E nello stesso tempo, è arrivato l’appello agli stabiesi ad effettuare acquisti nei negozi cittadini, anche attraverso il web e quindi on – line. “Invitiamo a fare acquisti in maniera solidale e responsabile – afferma Johnny De Meo, presidente dell’Ascom stabiese – nei negozi di Castellammare o tramite la piattaforma on – line locale. La campagna propone dei vantaggi al cliente sotto forma di sconti immediati riconosciuti dai negozi aderenti. L’elenco aggiornato degli store aderenti, le percentuali di sconto applicate da ogni esercente ed il collegamento diretto ad ogni negozio – continua – verranno pubblicati sul sito LocalShopping.store”. Lo stesso De Meo spiega poi l’iniziativa della raccolta fondi, che sostituisce i soldi spesi per le luminarie.



“Quest’anno abbiamo deciso di devolvere la cifra solitamente impegnata per le luminarie ad un’iniziativa di solidarietà in favore delle famiglie meno fortunate.
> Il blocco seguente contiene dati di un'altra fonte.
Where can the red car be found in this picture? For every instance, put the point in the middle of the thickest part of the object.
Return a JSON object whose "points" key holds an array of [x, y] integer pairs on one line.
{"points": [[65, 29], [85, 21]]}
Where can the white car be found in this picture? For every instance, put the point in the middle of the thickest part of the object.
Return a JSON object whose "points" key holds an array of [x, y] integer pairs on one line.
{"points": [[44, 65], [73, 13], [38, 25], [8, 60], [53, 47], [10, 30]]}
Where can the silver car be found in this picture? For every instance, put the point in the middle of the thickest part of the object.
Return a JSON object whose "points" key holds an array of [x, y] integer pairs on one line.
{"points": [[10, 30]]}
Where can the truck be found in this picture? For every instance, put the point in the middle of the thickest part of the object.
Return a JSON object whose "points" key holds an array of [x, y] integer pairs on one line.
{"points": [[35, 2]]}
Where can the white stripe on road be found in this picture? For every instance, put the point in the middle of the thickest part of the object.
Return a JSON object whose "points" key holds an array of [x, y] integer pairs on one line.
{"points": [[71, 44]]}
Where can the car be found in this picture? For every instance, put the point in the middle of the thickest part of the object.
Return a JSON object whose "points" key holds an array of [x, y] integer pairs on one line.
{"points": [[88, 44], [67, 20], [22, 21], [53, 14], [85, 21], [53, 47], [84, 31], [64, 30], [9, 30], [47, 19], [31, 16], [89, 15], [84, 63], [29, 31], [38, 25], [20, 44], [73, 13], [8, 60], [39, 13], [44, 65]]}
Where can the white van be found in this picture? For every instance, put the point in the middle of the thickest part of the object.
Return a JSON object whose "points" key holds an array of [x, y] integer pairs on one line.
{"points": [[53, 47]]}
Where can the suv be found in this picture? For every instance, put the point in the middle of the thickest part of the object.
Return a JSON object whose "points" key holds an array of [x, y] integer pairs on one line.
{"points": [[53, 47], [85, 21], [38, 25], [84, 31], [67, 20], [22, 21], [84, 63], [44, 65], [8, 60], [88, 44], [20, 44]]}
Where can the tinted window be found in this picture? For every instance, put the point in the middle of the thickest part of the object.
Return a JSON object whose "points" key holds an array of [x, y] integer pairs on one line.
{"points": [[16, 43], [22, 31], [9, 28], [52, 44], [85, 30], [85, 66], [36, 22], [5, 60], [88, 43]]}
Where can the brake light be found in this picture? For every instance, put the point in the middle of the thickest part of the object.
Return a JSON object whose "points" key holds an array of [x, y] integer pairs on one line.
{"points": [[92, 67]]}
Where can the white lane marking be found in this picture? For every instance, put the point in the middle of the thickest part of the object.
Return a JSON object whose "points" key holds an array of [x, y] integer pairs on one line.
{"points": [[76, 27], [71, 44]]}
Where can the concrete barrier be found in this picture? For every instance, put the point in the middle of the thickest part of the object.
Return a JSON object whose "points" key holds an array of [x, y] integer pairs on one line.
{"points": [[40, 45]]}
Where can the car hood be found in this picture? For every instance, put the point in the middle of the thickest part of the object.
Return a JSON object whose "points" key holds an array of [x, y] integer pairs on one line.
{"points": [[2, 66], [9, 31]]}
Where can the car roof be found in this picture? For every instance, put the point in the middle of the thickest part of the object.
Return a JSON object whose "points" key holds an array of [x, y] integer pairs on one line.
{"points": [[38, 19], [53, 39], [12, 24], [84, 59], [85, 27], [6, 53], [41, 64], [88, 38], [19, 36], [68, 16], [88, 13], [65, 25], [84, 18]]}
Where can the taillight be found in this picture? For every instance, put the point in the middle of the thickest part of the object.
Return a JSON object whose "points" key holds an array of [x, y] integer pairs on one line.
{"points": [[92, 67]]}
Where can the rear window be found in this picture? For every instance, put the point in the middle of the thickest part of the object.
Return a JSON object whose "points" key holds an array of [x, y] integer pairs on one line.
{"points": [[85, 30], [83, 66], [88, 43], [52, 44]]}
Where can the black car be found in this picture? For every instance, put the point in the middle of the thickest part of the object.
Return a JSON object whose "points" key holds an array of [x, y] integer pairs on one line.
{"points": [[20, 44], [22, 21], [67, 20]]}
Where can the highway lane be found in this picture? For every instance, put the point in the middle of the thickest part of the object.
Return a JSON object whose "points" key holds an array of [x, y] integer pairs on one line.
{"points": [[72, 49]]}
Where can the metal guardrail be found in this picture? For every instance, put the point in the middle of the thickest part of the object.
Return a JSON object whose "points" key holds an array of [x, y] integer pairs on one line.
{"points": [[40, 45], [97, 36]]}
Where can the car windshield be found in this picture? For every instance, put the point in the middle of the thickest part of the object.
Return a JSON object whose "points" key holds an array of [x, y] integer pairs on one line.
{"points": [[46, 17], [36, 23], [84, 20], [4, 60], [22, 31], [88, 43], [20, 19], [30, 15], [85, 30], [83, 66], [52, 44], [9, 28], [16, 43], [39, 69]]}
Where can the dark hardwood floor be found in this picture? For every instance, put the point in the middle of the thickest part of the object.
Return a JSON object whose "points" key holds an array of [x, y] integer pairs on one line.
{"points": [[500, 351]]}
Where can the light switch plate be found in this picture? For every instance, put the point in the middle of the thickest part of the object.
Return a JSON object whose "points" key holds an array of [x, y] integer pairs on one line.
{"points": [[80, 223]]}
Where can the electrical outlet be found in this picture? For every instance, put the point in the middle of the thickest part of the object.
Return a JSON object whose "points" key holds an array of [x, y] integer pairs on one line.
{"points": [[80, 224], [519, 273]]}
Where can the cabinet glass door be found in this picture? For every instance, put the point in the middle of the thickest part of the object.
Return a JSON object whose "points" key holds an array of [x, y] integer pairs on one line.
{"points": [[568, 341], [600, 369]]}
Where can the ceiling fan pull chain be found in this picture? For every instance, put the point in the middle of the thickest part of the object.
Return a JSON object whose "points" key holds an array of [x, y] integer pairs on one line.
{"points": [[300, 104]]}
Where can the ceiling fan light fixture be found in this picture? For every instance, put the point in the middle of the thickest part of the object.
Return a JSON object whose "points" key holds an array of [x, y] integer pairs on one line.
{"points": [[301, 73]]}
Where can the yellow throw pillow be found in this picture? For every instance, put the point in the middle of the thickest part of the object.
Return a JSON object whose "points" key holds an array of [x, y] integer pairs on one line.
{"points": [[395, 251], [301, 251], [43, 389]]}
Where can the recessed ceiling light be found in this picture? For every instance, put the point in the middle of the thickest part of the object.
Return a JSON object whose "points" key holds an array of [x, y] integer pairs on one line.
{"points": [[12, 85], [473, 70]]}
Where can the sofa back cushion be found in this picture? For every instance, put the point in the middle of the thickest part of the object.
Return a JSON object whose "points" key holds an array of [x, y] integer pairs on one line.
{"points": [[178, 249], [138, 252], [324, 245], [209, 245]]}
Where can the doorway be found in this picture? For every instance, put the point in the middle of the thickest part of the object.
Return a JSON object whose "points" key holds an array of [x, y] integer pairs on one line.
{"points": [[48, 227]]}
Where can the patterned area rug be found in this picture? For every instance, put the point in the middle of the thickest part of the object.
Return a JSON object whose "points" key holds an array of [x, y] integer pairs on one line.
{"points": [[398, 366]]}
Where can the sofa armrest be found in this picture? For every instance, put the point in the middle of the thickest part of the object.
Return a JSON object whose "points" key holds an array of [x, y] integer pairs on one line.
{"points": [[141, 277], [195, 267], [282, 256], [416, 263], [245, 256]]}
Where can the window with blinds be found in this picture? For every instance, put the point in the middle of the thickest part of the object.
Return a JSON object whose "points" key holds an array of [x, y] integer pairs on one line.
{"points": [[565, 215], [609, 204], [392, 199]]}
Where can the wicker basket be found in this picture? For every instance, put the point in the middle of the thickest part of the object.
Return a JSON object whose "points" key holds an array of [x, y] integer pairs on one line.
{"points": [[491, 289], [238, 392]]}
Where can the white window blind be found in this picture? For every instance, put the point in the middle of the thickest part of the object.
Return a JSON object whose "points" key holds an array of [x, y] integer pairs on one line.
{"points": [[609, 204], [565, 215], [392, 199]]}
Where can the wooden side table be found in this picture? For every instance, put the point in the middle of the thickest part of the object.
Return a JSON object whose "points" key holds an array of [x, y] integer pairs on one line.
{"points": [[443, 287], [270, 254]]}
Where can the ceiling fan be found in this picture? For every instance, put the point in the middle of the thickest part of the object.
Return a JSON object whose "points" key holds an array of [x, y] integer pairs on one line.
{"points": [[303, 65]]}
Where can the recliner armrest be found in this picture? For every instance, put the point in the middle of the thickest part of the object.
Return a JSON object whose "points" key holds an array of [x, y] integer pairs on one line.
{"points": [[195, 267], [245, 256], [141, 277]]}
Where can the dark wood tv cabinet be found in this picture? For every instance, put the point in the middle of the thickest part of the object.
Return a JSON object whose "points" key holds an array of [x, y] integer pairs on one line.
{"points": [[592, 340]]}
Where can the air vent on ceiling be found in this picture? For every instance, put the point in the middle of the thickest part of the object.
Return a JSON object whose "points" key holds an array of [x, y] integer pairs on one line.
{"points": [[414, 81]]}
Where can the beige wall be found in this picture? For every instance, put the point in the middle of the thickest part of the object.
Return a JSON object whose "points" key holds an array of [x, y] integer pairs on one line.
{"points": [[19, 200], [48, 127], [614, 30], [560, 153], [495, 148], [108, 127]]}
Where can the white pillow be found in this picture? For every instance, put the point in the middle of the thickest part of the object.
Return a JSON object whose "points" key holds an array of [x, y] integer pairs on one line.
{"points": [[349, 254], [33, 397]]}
Le misure di contrasto al Covid-19 stanno favorendo la rapida ascesa delle grandi piattaforme di vendita online. Un’alternativa per fare shopping che conquista sempre più consumatori, complici anche le martellanti pubblicità sui media. È chiaro che il protrarsi di questa situazione di incertezza ed emergenza, unita alla mancanza di una chiara regolamentazione del mercato che argini i vantaggi dei player internazionali, sta fortemente penalizzando il commercio di vicinato mettendo a rischio migliaia di piccole e medie imprese con ripercussioni su quello che potrebbe essere il futuro delle nostre città.

La chiusura delle attività commerciali determina infatti una perdita generalizzata per l’economia locale con cambiamenti profondi nel tessuto sociale e, non da ultimo, la desertificazione dei centri urbani. Non si tratta di scenari apocalittici, ma del triste destino verso cui ci stiamo dirigendo se non fronteggiamo adeguatamente, e con tutti gli strumenti a disposizione, la situazione”.